Die Therapie besteht zunächst im Tragen von Einlagen und Schuhaußen- beziehungsweise Innenranderhöhungen, die die Überbelastung ausgleichen sollen. "Des Weiteren empfehlen wir gezielte Physiotherapie zur Stellungskorrektur und Kräftigung der beteiligten Muskelpartien rund um das Kniegelenk", so Heller. Wichtig sei auch, Übergewicht abzubauen.
"Reichen diese Maßnahmen nicht aus, um die Lasten besser zu verteilen, lohnt es sich oft, die Beinachse operativ zu begradigen", führt Heller aus. Bei der sogenannten Umstellungsosteotomie sägt der Chirurg den Knochen zu 90 Prozent durch und klappt ihn so weit auf, dass die Beinachse wieder stimmt.
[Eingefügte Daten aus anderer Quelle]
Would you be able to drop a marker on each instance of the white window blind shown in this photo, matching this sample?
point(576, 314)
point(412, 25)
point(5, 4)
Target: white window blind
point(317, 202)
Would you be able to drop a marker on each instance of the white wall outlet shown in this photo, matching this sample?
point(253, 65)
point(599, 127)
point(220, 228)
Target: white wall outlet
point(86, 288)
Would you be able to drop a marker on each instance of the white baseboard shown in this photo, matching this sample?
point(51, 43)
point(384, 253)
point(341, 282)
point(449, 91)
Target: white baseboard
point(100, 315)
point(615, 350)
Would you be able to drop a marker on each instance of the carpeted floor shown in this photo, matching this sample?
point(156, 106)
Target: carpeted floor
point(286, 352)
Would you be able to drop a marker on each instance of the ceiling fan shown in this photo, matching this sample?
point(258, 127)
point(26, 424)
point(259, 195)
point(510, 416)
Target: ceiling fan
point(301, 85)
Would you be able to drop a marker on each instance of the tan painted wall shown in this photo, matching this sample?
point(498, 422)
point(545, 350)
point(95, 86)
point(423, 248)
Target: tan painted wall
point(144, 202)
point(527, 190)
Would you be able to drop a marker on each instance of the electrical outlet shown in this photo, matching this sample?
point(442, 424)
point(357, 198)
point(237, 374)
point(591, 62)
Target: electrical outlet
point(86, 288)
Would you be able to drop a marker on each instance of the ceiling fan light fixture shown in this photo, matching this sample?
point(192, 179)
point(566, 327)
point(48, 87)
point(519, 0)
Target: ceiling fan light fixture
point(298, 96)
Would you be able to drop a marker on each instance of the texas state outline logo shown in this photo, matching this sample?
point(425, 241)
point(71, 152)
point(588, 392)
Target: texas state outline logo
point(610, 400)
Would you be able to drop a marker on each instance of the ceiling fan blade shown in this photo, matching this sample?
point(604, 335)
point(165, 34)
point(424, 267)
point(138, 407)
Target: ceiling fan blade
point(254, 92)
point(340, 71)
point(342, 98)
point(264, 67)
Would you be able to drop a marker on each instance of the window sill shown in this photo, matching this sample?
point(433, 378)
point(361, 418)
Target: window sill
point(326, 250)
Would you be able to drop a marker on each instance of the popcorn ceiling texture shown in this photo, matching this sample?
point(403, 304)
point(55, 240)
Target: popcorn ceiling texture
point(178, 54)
Die dabei entstandene Lücke ist oft so gering, dass sie von alleine zuwächst. Alternativ kann der Arzt den Leerraum mit patienteneigenem Knochen aus dem Beckenkamm oder künstlichem Knochenmaterial füllen. Anschließend stabilisiert er das OP-Gebiet mit einer Platte, die er nach Abschluss der Heilung wieder entfernt. Bei O-Beinen findet die Korrektur meist am Schienbeinknochen statt, bei X-Beinen auch am Oberschenkelknochen.
"Eine Osteotomie ist ein sehr hilfreicher und bewährter Eingriff, um den Gelenkknorpel in möglichst gutem Zustand zu erhalten und damit eine Knieprothese hinauszuzögern", bestätigt auch Gebhard. "Wegen des besseren Heilungspotentials tendieren wir jedoch dazu, eher jüngere Patienten damit zu versorgen." Die Operation ergäbe allerdings nur Sinn, solange die Arthrose nicht stark fortgeschritten sei. Deshalb sei es wichtig, den Eingriff rechtzeitig in Erwägung zu ziehen. "Ein Kunstgelenk stellt immer den letzten Ausweg dar", erklärt Heller.